A mobilidade urbana no Brasil

Enviada em 21/07/2022

Uma mobilidade urbana de excelência é a capacidade de deslocamento de um grupo de pessoas dentro de uma área da cidade com uma variedade de meios de transporte. Contudo, ao longo do século XX, o Brasil obteve um descontrolado crescimento urbano acompanhado de uma infraestrutura precária. Nesse contexto, atualmente o país sofre de uma crise no sistema de transporte, em virtude de uma ideologia que glorifica o automóvel e de um planejamento que priorizou rodovias. Esse problema pode ser minimizado com a adoção de políticas públicas que favoreçam o transporte público.

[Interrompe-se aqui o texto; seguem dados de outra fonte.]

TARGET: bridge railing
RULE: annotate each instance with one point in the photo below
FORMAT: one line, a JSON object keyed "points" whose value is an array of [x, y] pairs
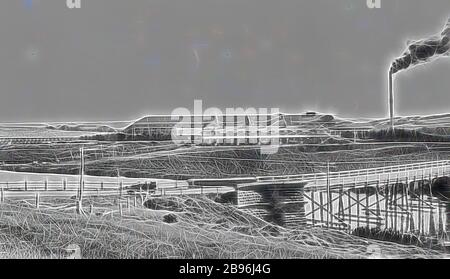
{"points": [[360, 172]]}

Em primeira análise, é notável um pensamento excludente e egoísta das classes sociais mais ricas e de setores políticos. Nesse sentido, segundo André Gorz, filósofo austro-francês, o carro foi criado para ser um bem de luxo e elevar o status social de quem o possui, o que diferencia o indivíduo dos demais. Além disso, oferece um mito de conforto particular e exclusivo em detrimento da mobilidade coletiva. Dentro desse pensamento, os sistemas de estruturas criados para os veículos impedem a diversificação de modelos de locomoção e fomenta o individualismo nas relações sociais dentro da urbe.

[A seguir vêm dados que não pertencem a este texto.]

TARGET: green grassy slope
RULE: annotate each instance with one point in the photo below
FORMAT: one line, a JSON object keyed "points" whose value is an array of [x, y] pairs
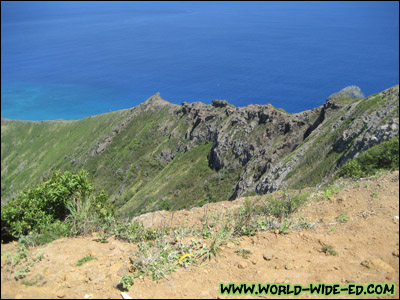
{"points": [[147, 159], [30, 150]]}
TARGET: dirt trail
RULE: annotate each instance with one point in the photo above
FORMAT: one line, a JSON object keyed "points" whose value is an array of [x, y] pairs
{"points": [[367, 246]]}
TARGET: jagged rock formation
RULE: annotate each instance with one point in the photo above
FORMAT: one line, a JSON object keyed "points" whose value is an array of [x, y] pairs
{"points": [[160, 154]]}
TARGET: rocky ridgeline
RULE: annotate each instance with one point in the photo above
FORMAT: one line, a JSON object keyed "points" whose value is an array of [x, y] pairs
{"points": [[265, 144], [256, 138], [260, 147]]}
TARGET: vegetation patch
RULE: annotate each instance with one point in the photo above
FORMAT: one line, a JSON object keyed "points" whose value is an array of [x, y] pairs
{"points": [[382, 156]]}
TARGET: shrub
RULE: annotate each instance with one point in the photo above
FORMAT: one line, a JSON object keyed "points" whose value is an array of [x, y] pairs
{"points": [[382, 156], [56, 197]]}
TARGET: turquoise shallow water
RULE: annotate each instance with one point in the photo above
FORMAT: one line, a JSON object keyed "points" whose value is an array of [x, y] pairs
{"points": [[72, 60]]}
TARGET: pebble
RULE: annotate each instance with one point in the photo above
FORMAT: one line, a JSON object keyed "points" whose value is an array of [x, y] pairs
{"points": [[205, 294], [268, 255], [242, 265], [289, 267], [61, 294]]}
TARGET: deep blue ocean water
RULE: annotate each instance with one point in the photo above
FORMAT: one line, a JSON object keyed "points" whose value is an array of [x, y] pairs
{"points": [[76, 59]]}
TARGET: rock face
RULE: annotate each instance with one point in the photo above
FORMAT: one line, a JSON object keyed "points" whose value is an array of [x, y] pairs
{"points": [[259, 147]]}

Somado a isso, houve em meados do século XX no Brasil, a criação de um sistema rodoviarista com o “Plano de Metas” do ex-presidente Juscelino Kubitschek. Nessa perspectiva, moradores de regiões periféricas mais pobres, que não possuem poder aquisitivo para ter um automóvel privado, e acresentando a isso a falta de ônibus, trens e ciclovias, são excluídos das áreas centrais, caracterizando uma gentrificação social. Dessa forma, a melhoria da qualidade de vida desses cidadãos fica inviabilizada.

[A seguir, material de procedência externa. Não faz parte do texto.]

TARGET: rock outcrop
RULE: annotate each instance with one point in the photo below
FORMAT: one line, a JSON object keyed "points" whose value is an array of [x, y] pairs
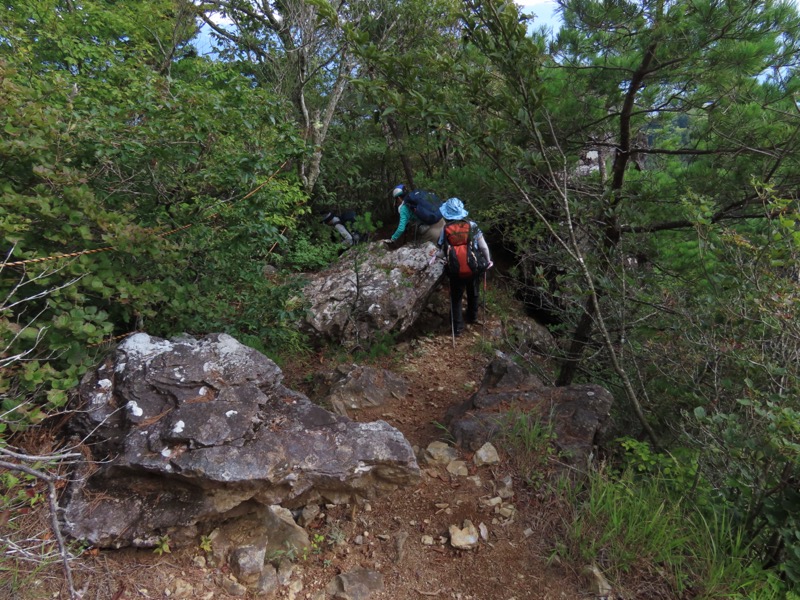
{"points": [[369, 291], [578, 414], [188, 433]]}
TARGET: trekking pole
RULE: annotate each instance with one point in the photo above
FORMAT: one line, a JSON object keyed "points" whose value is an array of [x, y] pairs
{"points": [[485, 316], [452, 322]]}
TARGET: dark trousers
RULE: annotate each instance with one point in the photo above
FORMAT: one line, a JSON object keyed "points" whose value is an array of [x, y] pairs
{"points": [[457, 288]]}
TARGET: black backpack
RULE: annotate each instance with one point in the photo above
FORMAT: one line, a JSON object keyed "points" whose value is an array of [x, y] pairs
{"points": [[425, 205], [464, 261], [348, 220]]}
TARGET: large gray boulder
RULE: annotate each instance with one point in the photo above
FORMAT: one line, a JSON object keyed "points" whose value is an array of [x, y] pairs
{"points": [[187, 433], [370, 290]]}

Portanto, a fim de diminuir a utilização de carros nas metrópoles, e garantir conforto e segurança no deslocamento de residentes das regiões marginais, que são áreas com maior déficit de infraestrutura, as prefeituras municipais, em conjunto com empresas privadas e ONGs de mobilidade urbana, devem estimular a pluralidade dos tipos de transporte coletivo, por meio da criação de um plano municipal de mobilidade sustentável para as cidades. Assim, haverá um país menos dependente de automóveis particulares.